Review of 'The Salvage Crew' on 'Goodreads'

5 stars

So the foreword alone was enough to get my juices flowing. It was a name-drop of epic proportions, throwing around high-octane concepts in coding and linguistics whilst absolutely not being stingy with the philosophy and literature. A weird, yet surprisingly apposite gestalt, as you will see when you get further into the book than the opening chapter. The foreword was also inscribed from Colombo, which rang an Arthur C. Clarke bell in my head for some reason.

I took a little while to settle to the pace of the narrative, perhaps in part because our OC is quite the fast-talker. There’s also a fascinating dichotomy between the overseer’s care for each individual crew member and the speed with which they die, and couple that with the time and tech being further from Sol than I’d planned maybe meant I needed to adjust for a while.
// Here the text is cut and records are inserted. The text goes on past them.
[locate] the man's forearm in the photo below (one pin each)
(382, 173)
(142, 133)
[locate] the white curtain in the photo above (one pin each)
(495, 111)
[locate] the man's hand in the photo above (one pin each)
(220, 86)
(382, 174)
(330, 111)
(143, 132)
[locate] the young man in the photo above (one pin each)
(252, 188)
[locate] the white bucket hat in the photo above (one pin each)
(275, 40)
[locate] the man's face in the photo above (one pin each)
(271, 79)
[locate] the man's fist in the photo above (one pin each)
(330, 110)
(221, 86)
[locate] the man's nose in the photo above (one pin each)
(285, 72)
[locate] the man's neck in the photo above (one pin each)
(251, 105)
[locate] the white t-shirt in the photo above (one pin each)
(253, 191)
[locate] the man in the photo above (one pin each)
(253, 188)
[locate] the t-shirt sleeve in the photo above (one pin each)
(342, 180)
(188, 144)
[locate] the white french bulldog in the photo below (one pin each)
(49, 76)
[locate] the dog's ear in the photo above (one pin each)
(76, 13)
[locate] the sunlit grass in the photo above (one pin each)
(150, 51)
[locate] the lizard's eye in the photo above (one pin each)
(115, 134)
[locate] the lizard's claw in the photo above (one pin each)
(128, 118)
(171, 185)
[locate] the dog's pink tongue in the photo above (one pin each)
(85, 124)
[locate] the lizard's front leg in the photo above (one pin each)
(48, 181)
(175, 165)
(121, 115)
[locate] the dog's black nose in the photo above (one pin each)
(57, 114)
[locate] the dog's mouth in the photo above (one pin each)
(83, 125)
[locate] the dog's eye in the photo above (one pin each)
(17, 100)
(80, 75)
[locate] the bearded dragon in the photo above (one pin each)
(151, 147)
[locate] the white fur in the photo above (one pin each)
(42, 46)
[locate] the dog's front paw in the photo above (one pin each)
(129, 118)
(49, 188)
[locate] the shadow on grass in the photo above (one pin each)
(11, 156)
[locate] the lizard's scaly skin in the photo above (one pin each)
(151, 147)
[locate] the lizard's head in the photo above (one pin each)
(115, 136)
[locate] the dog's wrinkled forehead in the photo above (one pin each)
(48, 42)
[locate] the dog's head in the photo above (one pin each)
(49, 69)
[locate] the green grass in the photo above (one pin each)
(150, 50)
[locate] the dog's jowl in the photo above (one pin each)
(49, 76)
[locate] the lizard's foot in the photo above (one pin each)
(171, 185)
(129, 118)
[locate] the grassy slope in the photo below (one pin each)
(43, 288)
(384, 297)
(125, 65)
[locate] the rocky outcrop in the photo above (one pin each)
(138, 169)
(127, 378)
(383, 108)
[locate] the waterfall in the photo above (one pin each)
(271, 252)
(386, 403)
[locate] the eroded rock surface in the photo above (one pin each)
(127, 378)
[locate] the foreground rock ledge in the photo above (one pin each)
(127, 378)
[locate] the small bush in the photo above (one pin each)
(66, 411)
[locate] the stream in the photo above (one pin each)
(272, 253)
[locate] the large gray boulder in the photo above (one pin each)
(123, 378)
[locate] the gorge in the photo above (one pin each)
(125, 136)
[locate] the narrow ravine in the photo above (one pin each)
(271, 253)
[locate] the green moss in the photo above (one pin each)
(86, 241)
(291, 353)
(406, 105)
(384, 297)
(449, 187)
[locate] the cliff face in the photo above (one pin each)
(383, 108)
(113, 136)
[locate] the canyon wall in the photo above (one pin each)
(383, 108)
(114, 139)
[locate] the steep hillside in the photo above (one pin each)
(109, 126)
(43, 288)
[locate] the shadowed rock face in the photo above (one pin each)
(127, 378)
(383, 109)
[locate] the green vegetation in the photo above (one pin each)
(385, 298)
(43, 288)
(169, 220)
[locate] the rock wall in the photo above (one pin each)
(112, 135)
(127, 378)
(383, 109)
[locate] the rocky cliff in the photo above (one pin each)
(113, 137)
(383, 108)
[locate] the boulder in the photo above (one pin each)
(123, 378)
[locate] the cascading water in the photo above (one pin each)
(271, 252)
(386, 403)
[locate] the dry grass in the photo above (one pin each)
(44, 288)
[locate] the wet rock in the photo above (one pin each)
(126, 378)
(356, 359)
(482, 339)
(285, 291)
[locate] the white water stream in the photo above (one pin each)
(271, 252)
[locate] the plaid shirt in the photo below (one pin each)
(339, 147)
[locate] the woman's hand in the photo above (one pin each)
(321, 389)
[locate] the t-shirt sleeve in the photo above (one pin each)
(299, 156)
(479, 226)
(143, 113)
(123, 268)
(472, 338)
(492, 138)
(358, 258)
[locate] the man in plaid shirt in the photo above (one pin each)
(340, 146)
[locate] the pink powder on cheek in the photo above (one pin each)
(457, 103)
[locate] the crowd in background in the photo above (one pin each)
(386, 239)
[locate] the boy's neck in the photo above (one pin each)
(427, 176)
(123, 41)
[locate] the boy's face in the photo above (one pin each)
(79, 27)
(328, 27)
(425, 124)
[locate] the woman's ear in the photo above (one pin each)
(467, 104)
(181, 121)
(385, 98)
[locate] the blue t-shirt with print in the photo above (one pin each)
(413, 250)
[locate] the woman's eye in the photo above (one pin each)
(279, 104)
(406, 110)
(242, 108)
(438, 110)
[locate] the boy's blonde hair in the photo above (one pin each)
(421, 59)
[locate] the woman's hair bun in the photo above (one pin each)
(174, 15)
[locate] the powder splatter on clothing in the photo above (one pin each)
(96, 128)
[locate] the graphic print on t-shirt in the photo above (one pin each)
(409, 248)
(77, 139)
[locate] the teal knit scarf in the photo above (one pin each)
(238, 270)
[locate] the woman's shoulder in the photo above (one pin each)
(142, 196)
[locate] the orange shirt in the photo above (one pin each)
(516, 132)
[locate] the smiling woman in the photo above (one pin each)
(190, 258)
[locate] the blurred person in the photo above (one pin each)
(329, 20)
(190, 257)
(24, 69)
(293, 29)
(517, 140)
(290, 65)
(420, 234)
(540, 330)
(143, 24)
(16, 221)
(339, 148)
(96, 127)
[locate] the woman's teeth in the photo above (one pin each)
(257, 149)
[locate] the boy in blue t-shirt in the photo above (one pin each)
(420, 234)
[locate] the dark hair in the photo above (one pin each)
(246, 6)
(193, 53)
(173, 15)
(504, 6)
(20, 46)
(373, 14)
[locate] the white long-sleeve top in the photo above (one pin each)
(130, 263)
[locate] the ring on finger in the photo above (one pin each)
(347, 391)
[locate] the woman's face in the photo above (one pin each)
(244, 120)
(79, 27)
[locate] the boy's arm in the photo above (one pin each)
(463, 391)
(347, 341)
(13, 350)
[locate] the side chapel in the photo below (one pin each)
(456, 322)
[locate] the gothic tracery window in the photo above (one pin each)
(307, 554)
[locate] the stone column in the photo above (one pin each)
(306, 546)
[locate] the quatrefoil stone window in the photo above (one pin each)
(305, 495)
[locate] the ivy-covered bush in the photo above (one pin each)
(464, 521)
Of course, things start to happen. The pace picks up, if that’s possible, and you end up with a seemingly impossible pastiche of hauntingly-beautiful poetry, dinosaur-sized megafauna and deadly micromachines. I won’t spoil the end, but I loved Shen, and things start going south rapidly after the poor Replicant gets itself into trouble.

The ending, now that was rather good. I wondered what would happen, which is a nice change of pace from either “all is good, everyone’s fine” or “oh, they’re all dead”. Explosive and climactic in several senses of the word, I must confess to slightly overextending my lunch break because I was on chapter 40 and wanted to know how things would pan out.

So for me, a slow starter, but a proper gripping, thrilling burner of a story when it got going. Bring on more, I say! More!